A study advocating an internationally monitored plebiscite to decide the political future of Taiwan appeared this week on an Oxford University Web site.
“Unlike in bygone eras, international law no longer conceives of territories as mere pieces of property to be traded or conquered,” the study says.
Written by New York Law School professor Chen Lung-chu (陳隆志), the study says that human beings “are properly held to be at the center of international law.”
The study comes as Chinese Nationalist Party (KMT) Chairman and New Taipei City Mayor Eric Chu (朱立倫) prepares for talks next week with Chinese President and Chinese Communist Party General Secretary Xi Jinping (習近平).
The idea of a plebiscite to decide the future of Taiwan is anathema to Beijing and a development that could lead to a military attack.
However, Chen argues that Taiwanese have the right to determine their own future.

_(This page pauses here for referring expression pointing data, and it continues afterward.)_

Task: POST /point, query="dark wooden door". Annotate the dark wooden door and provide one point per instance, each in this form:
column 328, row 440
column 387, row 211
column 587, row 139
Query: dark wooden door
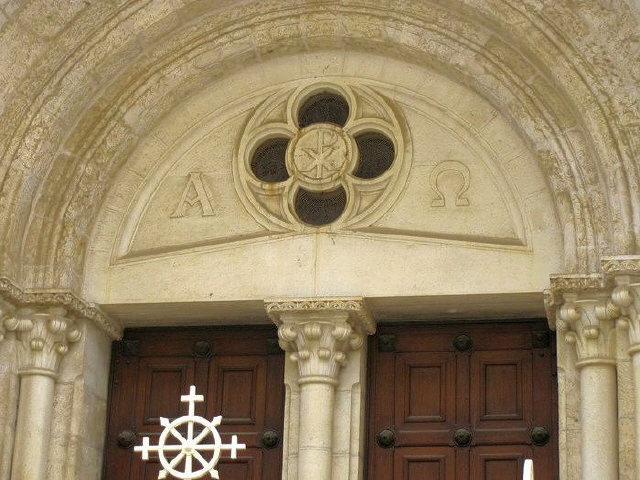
column 461, row 402
column 240, row 374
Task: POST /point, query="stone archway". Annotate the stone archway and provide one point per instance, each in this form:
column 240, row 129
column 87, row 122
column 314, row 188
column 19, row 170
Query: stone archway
column 100, row 97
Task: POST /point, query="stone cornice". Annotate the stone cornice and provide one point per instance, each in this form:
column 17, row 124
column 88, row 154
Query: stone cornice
column 621, row 265
column 354, row 306
column 569, row 283
column 18, row 298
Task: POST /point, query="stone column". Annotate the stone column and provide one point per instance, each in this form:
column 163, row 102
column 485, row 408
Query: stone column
column 625, row 271
column 39, row 328
column 587, row 318
column 320, row 334
column 43, row 335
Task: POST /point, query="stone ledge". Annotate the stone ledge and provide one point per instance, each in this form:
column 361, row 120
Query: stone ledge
column 19, row 297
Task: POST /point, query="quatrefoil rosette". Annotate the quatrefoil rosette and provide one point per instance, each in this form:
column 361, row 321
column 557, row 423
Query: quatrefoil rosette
column 326, row 156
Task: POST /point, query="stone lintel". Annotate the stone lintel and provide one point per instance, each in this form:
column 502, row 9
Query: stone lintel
column 14, row 298
column 621, row 265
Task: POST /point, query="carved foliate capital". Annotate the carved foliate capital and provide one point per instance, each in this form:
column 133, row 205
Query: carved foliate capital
column 19, row 297
column 569, row 284
column 588, row 321
column 626, row 295
column 43, row 335
column 318, row 333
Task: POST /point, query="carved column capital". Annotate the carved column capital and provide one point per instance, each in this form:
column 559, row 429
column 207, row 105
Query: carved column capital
column 586, row 316
column 318, row 333
column 41, row 298
column 44, row 335
column 625, row 271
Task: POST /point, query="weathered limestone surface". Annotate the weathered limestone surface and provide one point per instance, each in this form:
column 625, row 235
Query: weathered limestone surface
column 127, row 130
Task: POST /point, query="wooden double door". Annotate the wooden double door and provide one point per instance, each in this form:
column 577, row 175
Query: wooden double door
column 238, row 371
column 459, row 402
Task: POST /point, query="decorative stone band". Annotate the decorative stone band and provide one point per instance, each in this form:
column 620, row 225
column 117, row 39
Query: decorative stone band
column 320, row 332
column 18, row 298
column 621, row 265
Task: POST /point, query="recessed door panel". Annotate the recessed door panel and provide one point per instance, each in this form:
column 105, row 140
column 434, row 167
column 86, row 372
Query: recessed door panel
column 239, row 373
column 461, row 402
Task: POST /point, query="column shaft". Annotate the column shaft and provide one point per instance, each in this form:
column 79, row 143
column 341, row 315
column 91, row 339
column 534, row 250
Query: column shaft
column 35, row 410
column 635, row 359
column 315, row 448
column 599, row 422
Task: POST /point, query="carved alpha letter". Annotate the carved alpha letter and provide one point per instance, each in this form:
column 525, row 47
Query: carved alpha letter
column 194, row 192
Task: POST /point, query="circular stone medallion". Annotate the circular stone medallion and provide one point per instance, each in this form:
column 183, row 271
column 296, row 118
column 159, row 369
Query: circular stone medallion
column 321, row 154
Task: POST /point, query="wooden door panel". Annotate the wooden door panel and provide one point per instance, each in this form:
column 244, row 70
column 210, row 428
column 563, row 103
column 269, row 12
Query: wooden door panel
column 237, row 390
column 499, row 463
column 437, row 463
column 501, row 393
column 426, row 402
column 161, row 383
column 242, row 468
column 498, row 386
column 240, row 374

“The inhabitants of a disputed territory, through collective effort, can develop their distinctive political, economic, social and cultural system,” he said. “This is effective self-determination — self-determination in action. When the international legal status of a territory is in dispute, an internationally monitored plebiscite provides the ideal means of resolving the dispute peacefully.”
Chen’s study appeared under the international law section of the University of Oxford Press Web site.
Asked to comment on the Xi-Chu meeting, the US Department of State said last week that the US encourages Taiwan and China to continue their dialogue.
“We encourage authorities in Beijing and Taipei to continue their constructive dialogue, which has led to significant improvements in the cross-strait relationship,” a spokesperson said.
Polls show that a majority of Taiwanese prefer independence to unification with China.
In the past, the US Department of State has discouraged the idea of a plebiscite for fear that it might trigger Chinese military action.
“In a world of increasing globalization and interdependence, we see a gradual expansion in identifications — more and more, members of the world community identify with the most inclusive community of humankind and a deepening perception of shared humanity,” the study says. “Genuine protection and fulfillment of human dignity values... will be possible only when individuals are enabled to be effective, active, equal participants at different community levels and in different social settings.”
It says that the past 30 years have witnessed a profound and persistent movement of democratization — and Taiwanization — that runs counter to China’s “unfounded claims over the island.”
“Under present conditions, Taiwan’s statehood is best understood in the context of an ongoing process of evolution propelled by the desire and action of the Taiwanese people for self-determination and democracy,” the study says.